E voltate le spalle al pretore se ne andò a casa, lasciando

col viso tumefatto il collega; il quale dolendosi e rammaricandosi

infinitamente col podestà, alla fine bisognò che avesse pazienza.

Il podestà, sebbene gli dispiacesse che tutto questo fosse

avvenuto in sua presenza, si divertì un mondo e a fatica si

trattenne dal ridere; e infine, come dice il noto proverbio, chi

ricevette il male ne ebbe anche il danno.




NOVELLA TRENTESIMA SESTA


Lipparello di Granaglione si nasconde in casa e ordina alla moglie di

sedurre don Pedruzzo per poterlo bastonare; il quale lo beffa facendo l'amore

con la moglie sopra la cassa ---


Dovete sapere che ai miei tempi su queste montagne ci fu

un prete donnaiolo di nome don Pedruzzo, che si innamorò

della moglie di certo Lipparello Zanzi di Granaglione. Il

quale non sopportava che il prete andasse dietro alla sua donna,

e più volte gli fece sapere di smetterla. Ma inutilmente;

anzi più veniva pregato, più il prete insisteva a seguirla. Lipparello

allora pensò di sistemarlo a dovere e disse alla moglie

di invitarlo a casa loro, facendogli capire che lui era assente:

si sarebbe invece nascosto, e arrivato il prete l'avrebbe conciato

per bene. Non piacque alla moglie la proposta, forse

perchè anche lei voleva bene al prete che era giovane, tondo e

gagliardo:

«Lipparello, non sai quello che dici. Sarai scomunicato, e

il nostro capitano Marco Canetoli ci potrebbe punire severamente.»

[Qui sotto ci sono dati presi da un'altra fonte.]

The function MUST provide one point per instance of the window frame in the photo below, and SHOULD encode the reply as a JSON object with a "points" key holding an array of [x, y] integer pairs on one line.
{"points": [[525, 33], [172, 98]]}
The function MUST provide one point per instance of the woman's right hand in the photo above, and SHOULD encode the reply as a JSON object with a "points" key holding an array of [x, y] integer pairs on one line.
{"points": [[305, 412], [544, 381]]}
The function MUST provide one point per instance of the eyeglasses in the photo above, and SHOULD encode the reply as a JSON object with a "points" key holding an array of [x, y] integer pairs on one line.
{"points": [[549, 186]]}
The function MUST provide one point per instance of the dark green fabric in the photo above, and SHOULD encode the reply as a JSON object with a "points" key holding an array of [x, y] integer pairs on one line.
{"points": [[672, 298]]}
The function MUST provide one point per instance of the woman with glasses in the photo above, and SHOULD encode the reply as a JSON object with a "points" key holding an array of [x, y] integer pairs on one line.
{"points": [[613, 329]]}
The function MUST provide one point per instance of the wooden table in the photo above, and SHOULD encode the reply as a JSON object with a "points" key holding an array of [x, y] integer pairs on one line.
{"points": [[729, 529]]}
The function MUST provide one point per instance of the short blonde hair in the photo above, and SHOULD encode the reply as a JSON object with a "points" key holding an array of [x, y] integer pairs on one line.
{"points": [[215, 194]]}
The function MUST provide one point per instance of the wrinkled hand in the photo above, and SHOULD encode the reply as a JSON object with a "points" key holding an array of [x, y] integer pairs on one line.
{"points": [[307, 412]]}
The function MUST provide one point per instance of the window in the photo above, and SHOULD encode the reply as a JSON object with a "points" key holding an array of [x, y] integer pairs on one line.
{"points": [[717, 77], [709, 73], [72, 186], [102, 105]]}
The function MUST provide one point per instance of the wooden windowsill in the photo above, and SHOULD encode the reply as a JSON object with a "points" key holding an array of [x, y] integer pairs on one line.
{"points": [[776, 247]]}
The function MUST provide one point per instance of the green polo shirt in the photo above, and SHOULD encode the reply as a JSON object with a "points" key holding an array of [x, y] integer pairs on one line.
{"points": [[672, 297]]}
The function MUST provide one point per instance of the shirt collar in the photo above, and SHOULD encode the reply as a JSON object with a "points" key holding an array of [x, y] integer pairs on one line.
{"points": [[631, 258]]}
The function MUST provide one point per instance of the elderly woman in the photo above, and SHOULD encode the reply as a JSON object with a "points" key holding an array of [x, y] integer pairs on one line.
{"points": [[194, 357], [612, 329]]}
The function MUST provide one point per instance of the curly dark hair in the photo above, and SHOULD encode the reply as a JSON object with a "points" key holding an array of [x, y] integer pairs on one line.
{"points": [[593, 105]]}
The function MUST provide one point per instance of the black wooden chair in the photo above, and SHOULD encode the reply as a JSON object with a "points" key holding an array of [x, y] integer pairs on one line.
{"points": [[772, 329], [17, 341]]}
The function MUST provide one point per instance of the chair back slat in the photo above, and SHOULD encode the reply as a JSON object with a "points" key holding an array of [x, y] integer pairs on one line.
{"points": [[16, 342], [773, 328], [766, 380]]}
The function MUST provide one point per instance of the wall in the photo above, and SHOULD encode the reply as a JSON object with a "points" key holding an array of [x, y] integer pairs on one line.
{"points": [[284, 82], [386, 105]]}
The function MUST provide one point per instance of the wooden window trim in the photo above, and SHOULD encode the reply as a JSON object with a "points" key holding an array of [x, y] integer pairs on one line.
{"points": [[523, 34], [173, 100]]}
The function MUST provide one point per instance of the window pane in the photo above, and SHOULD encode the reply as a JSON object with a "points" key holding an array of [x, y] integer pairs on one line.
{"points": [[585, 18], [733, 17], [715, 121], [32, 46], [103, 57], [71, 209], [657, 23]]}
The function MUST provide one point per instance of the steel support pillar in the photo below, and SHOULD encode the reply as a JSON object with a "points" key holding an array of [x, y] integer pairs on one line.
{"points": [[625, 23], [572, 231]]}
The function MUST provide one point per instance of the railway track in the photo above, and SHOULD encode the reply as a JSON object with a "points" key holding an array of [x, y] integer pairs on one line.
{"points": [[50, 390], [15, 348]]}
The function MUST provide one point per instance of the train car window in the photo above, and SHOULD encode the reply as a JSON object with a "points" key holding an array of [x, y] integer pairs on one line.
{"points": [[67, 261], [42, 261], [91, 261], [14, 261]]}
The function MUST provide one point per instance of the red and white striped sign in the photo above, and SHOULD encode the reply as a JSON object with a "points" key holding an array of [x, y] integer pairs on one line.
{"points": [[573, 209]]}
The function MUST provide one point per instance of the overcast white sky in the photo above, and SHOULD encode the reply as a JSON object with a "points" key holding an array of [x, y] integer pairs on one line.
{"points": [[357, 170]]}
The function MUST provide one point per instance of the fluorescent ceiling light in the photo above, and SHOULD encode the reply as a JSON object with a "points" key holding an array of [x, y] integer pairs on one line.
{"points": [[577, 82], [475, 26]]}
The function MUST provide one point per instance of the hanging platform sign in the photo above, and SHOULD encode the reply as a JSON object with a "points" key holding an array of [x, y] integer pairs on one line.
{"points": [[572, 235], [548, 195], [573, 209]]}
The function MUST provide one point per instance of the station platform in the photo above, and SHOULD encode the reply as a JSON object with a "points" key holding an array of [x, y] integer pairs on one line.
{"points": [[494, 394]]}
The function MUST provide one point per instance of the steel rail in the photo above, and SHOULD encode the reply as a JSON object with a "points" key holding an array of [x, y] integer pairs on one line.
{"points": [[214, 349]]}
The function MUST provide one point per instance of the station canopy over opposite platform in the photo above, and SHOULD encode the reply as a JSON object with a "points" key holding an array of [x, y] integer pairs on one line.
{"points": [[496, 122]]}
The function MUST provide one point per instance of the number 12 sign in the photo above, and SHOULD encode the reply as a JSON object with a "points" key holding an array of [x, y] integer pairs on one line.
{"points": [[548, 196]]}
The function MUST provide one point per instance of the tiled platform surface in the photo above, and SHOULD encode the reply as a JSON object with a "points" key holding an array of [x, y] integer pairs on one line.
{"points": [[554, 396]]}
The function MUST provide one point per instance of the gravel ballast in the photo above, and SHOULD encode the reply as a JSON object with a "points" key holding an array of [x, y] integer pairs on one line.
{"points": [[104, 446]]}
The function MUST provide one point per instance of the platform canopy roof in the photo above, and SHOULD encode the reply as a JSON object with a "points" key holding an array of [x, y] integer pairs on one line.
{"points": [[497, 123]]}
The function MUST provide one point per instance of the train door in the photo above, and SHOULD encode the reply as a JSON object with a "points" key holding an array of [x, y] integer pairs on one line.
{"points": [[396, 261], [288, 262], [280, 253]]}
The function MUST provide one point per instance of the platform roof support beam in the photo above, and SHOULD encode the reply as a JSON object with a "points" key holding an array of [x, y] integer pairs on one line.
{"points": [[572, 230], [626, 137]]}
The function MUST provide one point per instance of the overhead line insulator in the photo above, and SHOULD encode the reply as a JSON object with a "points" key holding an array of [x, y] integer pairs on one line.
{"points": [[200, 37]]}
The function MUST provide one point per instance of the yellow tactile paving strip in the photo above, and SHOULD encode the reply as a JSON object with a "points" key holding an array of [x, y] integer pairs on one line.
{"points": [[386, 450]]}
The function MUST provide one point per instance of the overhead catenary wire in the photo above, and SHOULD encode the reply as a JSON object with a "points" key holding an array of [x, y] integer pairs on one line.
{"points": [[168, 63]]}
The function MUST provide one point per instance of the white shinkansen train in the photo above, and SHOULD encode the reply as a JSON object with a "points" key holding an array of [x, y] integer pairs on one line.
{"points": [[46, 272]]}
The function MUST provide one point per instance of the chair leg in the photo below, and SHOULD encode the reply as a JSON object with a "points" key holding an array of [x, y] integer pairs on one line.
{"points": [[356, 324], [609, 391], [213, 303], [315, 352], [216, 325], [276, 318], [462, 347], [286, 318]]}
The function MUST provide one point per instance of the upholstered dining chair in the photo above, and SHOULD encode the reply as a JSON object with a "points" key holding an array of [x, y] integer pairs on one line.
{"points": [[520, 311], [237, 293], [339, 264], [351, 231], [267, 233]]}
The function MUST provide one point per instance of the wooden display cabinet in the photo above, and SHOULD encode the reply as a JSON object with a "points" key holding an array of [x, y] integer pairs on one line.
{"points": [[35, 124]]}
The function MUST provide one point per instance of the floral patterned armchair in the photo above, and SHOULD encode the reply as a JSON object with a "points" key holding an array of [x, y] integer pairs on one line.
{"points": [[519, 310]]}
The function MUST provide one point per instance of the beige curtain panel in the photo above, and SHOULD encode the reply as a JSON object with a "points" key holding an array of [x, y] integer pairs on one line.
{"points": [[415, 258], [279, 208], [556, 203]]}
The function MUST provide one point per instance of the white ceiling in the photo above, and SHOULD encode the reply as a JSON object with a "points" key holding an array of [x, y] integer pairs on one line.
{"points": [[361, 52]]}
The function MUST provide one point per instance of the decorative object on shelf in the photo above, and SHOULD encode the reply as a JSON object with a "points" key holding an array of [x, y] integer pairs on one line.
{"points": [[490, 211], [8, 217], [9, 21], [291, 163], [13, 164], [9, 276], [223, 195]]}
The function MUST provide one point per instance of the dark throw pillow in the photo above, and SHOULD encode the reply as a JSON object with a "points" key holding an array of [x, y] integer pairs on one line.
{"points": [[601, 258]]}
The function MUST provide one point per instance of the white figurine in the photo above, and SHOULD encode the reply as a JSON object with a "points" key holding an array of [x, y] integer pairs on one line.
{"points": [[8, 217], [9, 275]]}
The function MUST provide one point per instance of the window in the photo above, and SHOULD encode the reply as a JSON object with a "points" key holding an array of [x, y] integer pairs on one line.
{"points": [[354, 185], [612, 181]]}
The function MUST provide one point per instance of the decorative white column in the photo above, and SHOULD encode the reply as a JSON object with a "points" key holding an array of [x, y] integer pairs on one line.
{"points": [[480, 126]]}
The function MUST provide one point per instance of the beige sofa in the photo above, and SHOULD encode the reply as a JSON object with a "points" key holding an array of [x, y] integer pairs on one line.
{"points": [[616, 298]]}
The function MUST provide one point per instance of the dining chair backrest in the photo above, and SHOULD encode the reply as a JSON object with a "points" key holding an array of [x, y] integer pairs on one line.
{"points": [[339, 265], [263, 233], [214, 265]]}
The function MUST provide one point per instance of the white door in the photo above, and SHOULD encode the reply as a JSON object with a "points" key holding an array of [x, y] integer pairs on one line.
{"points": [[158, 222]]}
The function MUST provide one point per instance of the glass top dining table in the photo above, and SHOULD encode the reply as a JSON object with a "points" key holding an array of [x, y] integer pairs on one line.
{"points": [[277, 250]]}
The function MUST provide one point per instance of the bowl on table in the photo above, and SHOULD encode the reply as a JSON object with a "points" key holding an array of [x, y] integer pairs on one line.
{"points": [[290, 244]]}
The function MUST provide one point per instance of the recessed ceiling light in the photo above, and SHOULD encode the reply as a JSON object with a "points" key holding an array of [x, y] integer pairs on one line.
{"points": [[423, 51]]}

«Taci!»ordinò il marito. Lascia che me la sbrighi io,che

gli salverò la chierica, e fà quello che ti dico: altrimenti dovrei

pensare che lui ti piace, e allora la penitenza toccherebbe a

te.»

La moglie vedendolo deciso si risolse al male minore:

«E va bene. Ma secondo me sarebbe meglio lasciarlo vivere

nella sua infatuazione, perchè comunque io sarò svergognata

invitandolo.»

«Basta, mi hai capito.Non mi romper più la testa»,replicò

Lipparello scuro in volto.

La donna dunque invitò il prete, dicendogli che il marito

era andato a Vergato per una causa. Don Pedruzzo lieto come

una pasqua, andò; ed era tanto impaziente di trovarsi con la

donna, che entrò in casa senza bussare e salendo le scale disse:

«Chi c'è qua?»

La donna, che era ancora in camera col marito a decidere sul

come comportarsi, esclamò:

«Oh Dio, c'è già donPedruzzo!»

Lipparello, che non faceva più in tempo a nascondersi dove

aveva pensato, s'infilò in un cassone e raccomandò alla

moglie di chiuder la porta, perchè il prete non potesse uscire

senza le botte. La donna richiuse la cassa e inavvertitamente

le diede un giro di chiave. Appena in tempo. Arrivò il prete e

salutò: «Speranza mia dolce, finalmente ti sei decisa!»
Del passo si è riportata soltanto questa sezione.